As National American Indian Heritage Month continues, the First Nations Education and Cultural Center sponsored events designed to spread awareness about Native American society and culture.

On Saturday, the center sponsored a basket weaving workshop in the Neal-Marshall Black Culture Center. Those in attendance were taught by Cherokee Nation member and associate professor emeritus of folklore John W. Johnson.

“In contemporary society, material culture, dancing, regalia (and) craft making are some of the only remaining aspects of American Indian culture,” FNECC Director Brian Gilley said. “Thus, it is a way ... for people of Native ancestry to have an aspect of it in their lives.”

Johnson spent the majority of Saturday afternoon guiding participants through the process of making traditional western Cherokee double-wall baskets. Participants wove flexible water-soaked reeds together.

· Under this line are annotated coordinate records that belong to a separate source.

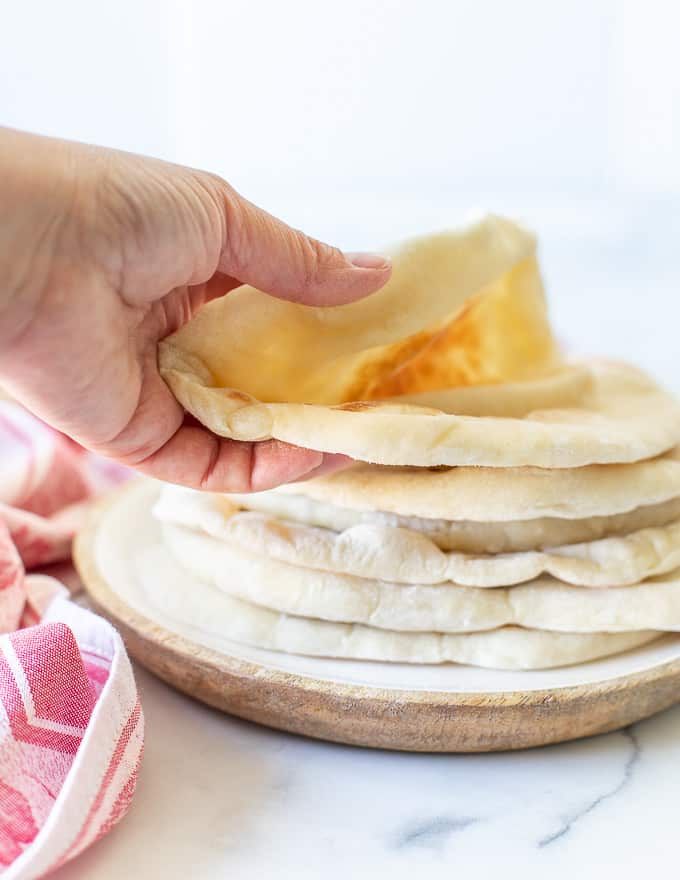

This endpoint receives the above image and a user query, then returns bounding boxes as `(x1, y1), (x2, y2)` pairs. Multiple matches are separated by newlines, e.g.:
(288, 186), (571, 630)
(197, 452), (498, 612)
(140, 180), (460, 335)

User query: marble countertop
(47, 214), (680, 880)
(53, 668), (680, 880)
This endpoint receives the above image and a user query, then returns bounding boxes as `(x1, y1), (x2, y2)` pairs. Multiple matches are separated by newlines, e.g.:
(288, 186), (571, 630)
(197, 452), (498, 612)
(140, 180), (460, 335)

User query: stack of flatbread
(155, 217), (680, 669)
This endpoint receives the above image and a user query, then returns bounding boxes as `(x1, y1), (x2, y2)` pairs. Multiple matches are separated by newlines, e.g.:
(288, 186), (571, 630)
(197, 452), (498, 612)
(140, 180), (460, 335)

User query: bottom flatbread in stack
(154, 218), (680, 669)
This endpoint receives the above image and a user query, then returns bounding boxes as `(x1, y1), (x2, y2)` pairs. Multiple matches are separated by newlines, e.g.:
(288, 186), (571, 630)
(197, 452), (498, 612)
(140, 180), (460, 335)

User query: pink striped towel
(0, 400), (144, 880)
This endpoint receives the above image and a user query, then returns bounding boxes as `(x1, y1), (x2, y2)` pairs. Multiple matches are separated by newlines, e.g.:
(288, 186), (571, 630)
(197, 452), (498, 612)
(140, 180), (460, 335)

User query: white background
(0, 0), (680, 387)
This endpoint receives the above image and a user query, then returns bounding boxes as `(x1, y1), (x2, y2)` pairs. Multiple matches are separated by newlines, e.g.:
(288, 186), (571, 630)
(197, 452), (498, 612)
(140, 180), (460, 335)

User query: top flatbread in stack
(156, 217), (680, 668)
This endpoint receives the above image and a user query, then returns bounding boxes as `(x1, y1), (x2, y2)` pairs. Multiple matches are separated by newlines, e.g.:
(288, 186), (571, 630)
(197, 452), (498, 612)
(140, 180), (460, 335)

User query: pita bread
(139, 540), (659, 669)
(163, 487), (680, 554)
(158, 524), (680, 633)
(274, 448), (680, 524)
(153, 487), (680, 588)
(159, 217), (680, 467)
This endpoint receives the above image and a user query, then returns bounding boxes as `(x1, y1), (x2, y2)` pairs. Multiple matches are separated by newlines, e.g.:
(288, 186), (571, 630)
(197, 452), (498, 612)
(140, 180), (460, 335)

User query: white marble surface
(49, 204), (680, 880)
(53, 670), (680, 880)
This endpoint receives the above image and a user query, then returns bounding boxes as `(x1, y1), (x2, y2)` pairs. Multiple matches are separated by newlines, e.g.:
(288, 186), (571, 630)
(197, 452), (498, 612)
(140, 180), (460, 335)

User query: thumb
(207, 180), (391, 306)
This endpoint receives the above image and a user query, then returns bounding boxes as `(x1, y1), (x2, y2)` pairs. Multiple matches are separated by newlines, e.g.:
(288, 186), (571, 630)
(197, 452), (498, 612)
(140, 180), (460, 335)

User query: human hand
(0, 130), (390, 492)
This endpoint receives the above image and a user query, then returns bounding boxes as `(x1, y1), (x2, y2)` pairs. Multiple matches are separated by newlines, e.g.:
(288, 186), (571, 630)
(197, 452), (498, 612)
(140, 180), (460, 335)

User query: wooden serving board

“This is an ethnic art,” Johnson said. “We tend to call it craft, but craft really is mechanical. Art is more than craft. Art is beauty.”

One participant, Bloomington resident Diane Pelrine, stayed close to Johnson as he guided participants through the five-step technique.

“The process seems simple enough, but it can get difficult keeping a good shape for your basket,” she said. “I’m not sure what I’m going to use it for yet, but it’s something interesting to do and a fun, new thing to learn.”

Johnson said crafts like these have a good deal of significance in how the Cherokee remember loved ones who have passed on to the next world.

“The spirits of my ancestors are in these baskets,” he said. “This is a way for me to commune with my ancestors.”

The day was filled with talks about culture, community and friendship.

“Material culture is a perfect medium to communicate the importance of culture to outsiders, generate respect and educate,” Gilley said. 

Gilley, who is of Native American descent, said he hoped many new ideas would be taken away from the events of National American Indian Heritage Month.

“Native people are a diverse and contemporary people always seeking to ground themselves in autonomy and community preservation,” Gilley said. “We are not simply about our struggles and our history but about the various futures we seek for ourselves and other people.”